In these circumstances, radical steps are needed. Nothing less than a major initiative, such as the following, will minimize the impending damage to Israel and place the onus on the Palestinians.

First, Israel should announce that it, too, will support the General Assembly resolution, with the proviso that the 1967 lines are a basis for negotiations, not the predetermined outcome, and as Netanyahu said this week, that Israel will retain the settlement blocs. The United States and Europe have long recognized the potential need for "minor border corrections" and may be willing to adopt this formula, which would be a setback for the Palestinians. By so doing, Israel would deflate the Palestinian achievement and align itself with Western policy. The true debate today is over the 4-6 percent of the West Bank that Israel will have to retain in order to keep 80 percent of the settlers. That should be a minor border correction.

Second, Israel should temporarily freeze settlements in exchange for a tabling of the General Assembly resolution and return to negotiations. In typical Bibi form, this would be too little, too late, done under pressure, rather than as an Israeli initiative, but the Palestinians would be hard-pressed to explain a preference for a declaratory victory over concrete change. Israel should also insist that Obama explicitly reaffirm George W. Bush's letter of April 2004, which stated what everyone knows, that the settlement blocs will remain part of Israel, with compensatory land swaps. Obama's disavowal of his predecessor's commitment was an egregious error, substantively and as a precedent.
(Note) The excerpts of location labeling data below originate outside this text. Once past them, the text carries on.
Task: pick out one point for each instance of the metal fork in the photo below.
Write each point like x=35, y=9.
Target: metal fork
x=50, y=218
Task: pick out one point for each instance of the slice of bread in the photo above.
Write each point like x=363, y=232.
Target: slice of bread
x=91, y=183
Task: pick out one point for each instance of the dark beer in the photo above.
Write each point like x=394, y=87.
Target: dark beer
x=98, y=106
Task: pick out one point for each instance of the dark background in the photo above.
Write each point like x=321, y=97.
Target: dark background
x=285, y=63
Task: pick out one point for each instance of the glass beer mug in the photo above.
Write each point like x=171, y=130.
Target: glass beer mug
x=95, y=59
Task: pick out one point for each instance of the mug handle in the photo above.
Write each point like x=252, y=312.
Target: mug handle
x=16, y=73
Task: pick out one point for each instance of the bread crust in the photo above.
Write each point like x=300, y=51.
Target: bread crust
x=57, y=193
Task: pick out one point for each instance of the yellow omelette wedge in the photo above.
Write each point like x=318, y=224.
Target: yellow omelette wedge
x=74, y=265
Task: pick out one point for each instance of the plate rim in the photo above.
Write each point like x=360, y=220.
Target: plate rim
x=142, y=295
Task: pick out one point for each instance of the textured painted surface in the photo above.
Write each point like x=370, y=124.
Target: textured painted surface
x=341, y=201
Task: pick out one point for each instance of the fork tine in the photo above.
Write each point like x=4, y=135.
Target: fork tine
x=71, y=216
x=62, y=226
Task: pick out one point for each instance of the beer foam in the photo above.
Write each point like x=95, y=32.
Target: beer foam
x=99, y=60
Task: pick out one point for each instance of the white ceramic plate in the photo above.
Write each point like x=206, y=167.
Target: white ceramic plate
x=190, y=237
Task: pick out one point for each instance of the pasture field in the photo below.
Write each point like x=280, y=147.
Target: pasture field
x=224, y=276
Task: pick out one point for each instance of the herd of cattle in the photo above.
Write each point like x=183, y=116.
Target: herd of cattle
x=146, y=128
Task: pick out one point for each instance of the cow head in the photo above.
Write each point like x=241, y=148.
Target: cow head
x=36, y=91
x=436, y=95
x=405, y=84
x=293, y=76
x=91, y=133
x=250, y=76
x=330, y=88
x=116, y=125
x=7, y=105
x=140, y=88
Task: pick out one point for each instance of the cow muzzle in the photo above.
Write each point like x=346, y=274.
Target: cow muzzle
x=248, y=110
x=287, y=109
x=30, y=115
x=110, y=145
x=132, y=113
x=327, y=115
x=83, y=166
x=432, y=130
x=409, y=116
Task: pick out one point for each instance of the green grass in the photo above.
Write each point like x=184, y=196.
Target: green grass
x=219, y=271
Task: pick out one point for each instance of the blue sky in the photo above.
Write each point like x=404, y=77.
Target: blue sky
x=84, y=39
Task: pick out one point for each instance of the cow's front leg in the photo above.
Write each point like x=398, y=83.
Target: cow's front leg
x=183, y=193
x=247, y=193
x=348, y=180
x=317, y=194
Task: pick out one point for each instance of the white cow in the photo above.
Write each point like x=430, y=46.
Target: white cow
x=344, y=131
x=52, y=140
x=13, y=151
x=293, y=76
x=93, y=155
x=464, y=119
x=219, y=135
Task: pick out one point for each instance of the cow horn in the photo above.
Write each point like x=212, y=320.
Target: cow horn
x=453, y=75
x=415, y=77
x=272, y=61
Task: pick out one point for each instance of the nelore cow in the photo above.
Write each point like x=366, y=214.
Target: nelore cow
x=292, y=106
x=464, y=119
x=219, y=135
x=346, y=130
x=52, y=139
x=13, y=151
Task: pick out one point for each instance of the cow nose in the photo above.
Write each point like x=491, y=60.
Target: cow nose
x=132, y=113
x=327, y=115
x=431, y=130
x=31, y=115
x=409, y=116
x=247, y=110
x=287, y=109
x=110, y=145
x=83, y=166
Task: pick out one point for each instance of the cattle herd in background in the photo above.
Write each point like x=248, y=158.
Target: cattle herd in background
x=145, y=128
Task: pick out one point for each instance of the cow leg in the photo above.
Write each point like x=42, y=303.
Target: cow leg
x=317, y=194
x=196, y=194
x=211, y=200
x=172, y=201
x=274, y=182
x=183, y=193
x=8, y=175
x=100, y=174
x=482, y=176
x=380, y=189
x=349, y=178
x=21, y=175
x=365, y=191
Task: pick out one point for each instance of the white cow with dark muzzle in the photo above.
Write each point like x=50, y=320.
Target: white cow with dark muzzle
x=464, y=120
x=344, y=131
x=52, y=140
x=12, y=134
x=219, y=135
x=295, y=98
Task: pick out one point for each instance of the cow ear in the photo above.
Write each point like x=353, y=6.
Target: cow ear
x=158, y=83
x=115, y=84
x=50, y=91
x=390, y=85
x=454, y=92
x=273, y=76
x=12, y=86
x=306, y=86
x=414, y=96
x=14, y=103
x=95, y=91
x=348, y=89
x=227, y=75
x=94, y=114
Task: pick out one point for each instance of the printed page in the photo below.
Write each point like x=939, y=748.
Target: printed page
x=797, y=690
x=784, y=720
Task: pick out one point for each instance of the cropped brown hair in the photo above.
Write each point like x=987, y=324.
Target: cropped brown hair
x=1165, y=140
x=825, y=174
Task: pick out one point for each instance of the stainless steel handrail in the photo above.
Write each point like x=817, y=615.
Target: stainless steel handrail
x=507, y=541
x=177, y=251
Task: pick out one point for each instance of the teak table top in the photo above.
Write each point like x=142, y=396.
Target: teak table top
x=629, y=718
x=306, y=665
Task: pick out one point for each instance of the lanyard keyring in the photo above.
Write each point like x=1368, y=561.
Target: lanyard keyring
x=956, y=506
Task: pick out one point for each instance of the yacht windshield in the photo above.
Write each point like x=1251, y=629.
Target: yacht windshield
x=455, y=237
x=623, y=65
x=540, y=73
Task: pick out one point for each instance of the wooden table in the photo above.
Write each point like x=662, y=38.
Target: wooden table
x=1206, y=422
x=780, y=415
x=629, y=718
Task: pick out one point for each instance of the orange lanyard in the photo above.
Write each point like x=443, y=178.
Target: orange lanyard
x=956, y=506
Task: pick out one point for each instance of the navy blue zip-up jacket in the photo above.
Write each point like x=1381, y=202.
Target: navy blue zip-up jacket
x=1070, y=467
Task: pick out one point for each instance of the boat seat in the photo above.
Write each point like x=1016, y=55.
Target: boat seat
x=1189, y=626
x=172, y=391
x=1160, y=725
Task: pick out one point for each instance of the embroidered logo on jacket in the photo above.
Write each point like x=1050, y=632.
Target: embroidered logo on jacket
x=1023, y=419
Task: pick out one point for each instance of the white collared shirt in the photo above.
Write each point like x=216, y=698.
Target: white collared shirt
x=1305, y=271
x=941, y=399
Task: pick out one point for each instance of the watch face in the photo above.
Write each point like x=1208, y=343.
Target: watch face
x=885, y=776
Third, Israel should declare its immediate willingness to negotiate with the new, unified Palestinian Authority on the terms of a provisional Palestinian state as long as it accepts the internationally accepted criteria: renunciation of terrorism and recognition of Israel's right to exist and of the existing bilateral agreements. The Palestinians would be hard pressed to justify a refusal to even negotiate a concrete proposal such as this.

A diplomatic defeat at the General Assembly vote is still a foregone conclusion. The only question is how Israel positions itself for the ongoing diplomatic confrontation. But there are no easy choices for the prime minister: The above steps would undoubtedly lead to a political crisis in Israel and, at best, reduce the sting of diplomatic defeat. The current Israeli coalition, however, is in its third and usually final year. Netanyahu will have to balance electoral considerations with painful diplomatic realities.

There's no way to stand up to a tsunami. The best you can hope for is to get out of the way.